Numbers taking French, for example, have dropped by 40 per cent since 2001. The TES reported in September that even high-flying students at elite private schools are no longer prepared to take languages because of the risk of not getting the grades they need for entrance to leading universities.
Ms Stacey (pictured) said the results of an investigation into claims that MFLs are more severely graded than other subjects will be published at the end of term.
The problem centres on the fact that while the proportion of linguists achieving A or A* is second only too mathematics and further mathematics, the number of these top-performing students who get an A* is remarkably low.

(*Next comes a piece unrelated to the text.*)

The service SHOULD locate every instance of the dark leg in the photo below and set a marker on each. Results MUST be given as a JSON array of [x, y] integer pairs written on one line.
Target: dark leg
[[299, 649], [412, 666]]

In French, 40 per cent of students got an A or A* according to new figures out yesterday but only one in six of those top grades was an A* compared to almost one in three across all subjects.
Teachers have warned that potential language students are put off by the low odds of getting the very best grade.
Speaking at a conference for headteachers in London yesterday Stacey suggested that this problem is so pronounced that changes may have to be brought in faster than other planned changes to A-levels.
“In modern foreign languages, there is something strange, let’s put it that way. There is something awry and we are looking at what it is, unpicking why that is,” she said.
“It is complicated and there are a number of things going on but I do think and hope we can improve matters, so do watch out for that. We hope to get something out in this academic year on that to see what we can do.
“I’m not saying we can do anything in the current A levels, we may have to wait until reform, but if we can do something we will.”
Helen Myers, chair of the Association of Language Learning’s London branch and assistant head at the Ashcombe School,Surrey, said: “It would be welcome, even if it is a short-term solution, for something to come in now. This problem genuinely affects students who would really benefit from doing languages and, as a nation, we want more people to do languages.
“Currently there are students who think they would like to do languages but, if they are thinking of applying to Oxbridge need A*s across the board, and this issue in languages is really deterring them.”